The first idea is that creating a new thread does not have
to be expensive. For example, the spawn
keyword in the MIT Cilk implementation costs you something like 10-20
cycles. (Mohr, Kranz, and Halstead were
the first to show how to do this with their lazy task creation technique, which
we optimized by eliminating locks in the common case.)
From the point of view of the programmer, cheap expression
of parallelism eliminates the whole issue of thread granularity that you have
in, e.g., pthreads programs, where you must make sure that the thread that you
create performs enough work to amortize the overhead of the thread
creation. (Then you get into thread
pools, which are a nightmare to manage when you have more than one library
managing its own threads.) In Cilk, in
contrast, you do not have to worry too much about the cost of a spawn: If you
think that a function can be executed in parallel, just spawn it---it will
probably not slow down your program.
The second idea is harder to explain, and you will have to
read the paper for the details, but it boils down to this. In the execution of a parallel program, one
can distinguish between cycles that would be spent on a single-core execution
(called the “work term” in the paper), and cycles that are spent solely because
of parallelism, e.g., spent migrating work from one core to another (called the
“critical-path term” in the paper). When
implementing a parallel programming language, the implementer usually faces
tradeoffs between reducing overheads in the work term or reducing overheads in
the critical-path term. The idea is
that, in Cilk, we *postulate* that the work term is more important.
Why is the work term more important than the critical path
term? (By the way, in more recent
publications we don't say “critical path,” and use the word “span”
instead.) The paper explains that the
work term is more important whenever your program has more parallelism than the
number of availables cores.

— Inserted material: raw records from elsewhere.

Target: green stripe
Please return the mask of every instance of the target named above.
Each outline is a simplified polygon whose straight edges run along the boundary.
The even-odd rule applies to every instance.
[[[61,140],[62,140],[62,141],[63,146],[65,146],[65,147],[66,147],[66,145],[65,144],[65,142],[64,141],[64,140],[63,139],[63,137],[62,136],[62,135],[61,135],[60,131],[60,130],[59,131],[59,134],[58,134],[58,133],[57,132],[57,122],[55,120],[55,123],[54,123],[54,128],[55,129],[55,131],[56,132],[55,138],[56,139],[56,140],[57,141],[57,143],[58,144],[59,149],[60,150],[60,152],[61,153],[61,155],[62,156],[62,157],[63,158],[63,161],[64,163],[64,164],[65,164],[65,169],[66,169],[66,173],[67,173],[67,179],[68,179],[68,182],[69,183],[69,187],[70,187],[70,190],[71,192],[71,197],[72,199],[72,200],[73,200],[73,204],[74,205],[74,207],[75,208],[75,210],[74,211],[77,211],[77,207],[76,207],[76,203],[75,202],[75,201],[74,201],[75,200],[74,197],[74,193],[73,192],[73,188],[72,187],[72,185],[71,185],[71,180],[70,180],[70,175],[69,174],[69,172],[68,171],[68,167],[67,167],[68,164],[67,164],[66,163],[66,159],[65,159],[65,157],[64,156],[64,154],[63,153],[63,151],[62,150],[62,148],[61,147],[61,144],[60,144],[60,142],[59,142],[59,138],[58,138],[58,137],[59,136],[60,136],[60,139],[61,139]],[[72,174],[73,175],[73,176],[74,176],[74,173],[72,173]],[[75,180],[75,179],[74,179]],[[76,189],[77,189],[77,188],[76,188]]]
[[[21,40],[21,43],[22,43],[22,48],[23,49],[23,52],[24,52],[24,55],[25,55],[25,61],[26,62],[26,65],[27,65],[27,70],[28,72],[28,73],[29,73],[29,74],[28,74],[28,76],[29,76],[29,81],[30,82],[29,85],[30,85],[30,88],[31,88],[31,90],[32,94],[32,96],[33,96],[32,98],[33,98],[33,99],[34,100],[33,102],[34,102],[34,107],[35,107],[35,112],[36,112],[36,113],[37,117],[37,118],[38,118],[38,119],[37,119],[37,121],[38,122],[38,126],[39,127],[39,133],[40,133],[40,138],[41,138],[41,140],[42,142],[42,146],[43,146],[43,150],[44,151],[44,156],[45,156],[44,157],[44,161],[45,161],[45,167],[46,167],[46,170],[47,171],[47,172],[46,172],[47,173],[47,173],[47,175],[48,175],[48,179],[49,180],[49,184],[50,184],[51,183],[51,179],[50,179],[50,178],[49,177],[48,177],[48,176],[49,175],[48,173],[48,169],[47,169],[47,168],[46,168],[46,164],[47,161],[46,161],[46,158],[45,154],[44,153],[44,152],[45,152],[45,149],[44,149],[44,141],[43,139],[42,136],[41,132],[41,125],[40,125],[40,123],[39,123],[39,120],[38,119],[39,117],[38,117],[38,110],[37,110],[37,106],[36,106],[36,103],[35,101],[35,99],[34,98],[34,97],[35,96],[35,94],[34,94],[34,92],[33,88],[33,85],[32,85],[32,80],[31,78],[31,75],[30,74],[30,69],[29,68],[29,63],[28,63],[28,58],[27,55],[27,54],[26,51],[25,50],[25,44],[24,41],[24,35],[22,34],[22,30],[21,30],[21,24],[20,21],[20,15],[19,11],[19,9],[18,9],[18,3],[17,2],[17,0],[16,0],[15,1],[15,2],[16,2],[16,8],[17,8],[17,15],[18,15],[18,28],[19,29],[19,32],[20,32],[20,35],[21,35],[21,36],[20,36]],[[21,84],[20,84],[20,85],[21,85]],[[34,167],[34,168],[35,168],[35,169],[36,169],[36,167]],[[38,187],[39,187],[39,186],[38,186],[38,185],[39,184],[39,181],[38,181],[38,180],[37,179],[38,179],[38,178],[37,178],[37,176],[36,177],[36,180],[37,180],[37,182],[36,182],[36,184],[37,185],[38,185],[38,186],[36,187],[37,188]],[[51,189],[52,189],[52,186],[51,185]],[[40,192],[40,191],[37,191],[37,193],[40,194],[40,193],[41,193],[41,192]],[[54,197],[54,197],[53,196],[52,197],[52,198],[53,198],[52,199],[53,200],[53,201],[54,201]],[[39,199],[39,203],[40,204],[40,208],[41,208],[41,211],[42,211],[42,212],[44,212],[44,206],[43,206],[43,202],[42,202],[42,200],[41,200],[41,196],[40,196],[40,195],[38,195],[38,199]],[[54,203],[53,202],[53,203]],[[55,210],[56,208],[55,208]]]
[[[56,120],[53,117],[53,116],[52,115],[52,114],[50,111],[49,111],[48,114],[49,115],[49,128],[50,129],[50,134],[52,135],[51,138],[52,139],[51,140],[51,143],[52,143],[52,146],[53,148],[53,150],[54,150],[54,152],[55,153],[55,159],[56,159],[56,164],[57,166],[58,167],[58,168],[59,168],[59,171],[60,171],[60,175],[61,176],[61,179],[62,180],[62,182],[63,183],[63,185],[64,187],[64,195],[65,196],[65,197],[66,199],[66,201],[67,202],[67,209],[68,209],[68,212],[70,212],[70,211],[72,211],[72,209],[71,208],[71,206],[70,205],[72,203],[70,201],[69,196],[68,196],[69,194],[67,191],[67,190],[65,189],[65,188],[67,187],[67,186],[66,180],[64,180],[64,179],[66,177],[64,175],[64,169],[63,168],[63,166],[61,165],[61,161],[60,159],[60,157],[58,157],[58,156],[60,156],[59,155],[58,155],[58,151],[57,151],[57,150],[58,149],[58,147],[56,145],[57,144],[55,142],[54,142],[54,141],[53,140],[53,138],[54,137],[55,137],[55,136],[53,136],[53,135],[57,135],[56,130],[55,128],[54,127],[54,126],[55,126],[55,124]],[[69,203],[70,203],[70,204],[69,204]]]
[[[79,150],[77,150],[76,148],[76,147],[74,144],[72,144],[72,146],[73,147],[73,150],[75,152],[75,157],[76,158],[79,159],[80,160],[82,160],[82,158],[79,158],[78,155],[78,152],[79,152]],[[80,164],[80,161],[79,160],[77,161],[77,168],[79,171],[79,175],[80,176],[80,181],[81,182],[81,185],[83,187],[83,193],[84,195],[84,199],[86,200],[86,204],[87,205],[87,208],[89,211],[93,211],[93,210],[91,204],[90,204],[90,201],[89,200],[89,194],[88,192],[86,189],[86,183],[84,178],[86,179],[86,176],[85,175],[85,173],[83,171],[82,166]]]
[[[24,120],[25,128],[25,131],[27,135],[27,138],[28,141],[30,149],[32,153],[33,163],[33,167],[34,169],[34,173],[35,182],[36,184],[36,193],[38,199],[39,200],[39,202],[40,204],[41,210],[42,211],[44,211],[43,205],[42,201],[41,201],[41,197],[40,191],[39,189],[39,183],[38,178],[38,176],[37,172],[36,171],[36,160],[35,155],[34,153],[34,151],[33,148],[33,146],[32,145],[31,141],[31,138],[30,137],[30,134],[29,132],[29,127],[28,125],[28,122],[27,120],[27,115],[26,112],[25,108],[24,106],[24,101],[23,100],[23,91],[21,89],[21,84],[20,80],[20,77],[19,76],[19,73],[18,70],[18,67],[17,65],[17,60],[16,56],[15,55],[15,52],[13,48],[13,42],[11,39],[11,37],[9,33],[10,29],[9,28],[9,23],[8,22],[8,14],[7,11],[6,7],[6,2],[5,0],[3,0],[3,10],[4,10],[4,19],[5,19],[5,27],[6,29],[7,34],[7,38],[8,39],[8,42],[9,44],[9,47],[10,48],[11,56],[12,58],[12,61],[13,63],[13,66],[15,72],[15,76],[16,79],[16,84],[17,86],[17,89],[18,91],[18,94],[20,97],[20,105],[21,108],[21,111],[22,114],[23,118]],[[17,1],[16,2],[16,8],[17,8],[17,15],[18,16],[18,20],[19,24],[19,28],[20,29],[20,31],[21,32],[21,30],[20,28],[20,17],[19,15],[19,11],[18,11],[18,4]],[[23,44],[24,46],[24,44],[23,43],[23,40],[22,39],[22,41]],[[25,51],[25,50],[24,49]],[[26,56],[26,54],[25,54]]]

This tends
to be the case in Cilk programs because 1) expressing parallelism is cheap, so
Cilk programs tend to spawn millions of threads, and 2) if your program did not
have enough parallelism you would not bother running it on many cores anyway. This assumption of abundant “parallel
slackness” leads to several implementation choices explained in the paper, such
as the “two-clone” strategy and an asymmetric mostly lock-free protocol for
work-stealing.
These ideas form a powerful point of view that continues to
be fruitful to this day, and that has impacted the implementation of the new
Cilk++ features such as exception handling and hyperobjects. I look forward to writing another paper on
these topics some day.
PS: I would also like to mention another deserving paper
from PLDI 1998: “Optimizing direct-threaded code by selective inlining,” by Ian
Piumarta and Fabio Riccardi. This paper
describes the technology that was later used in QEMU, and it qualifies in my
opinion as one of the greatest hacks of all time.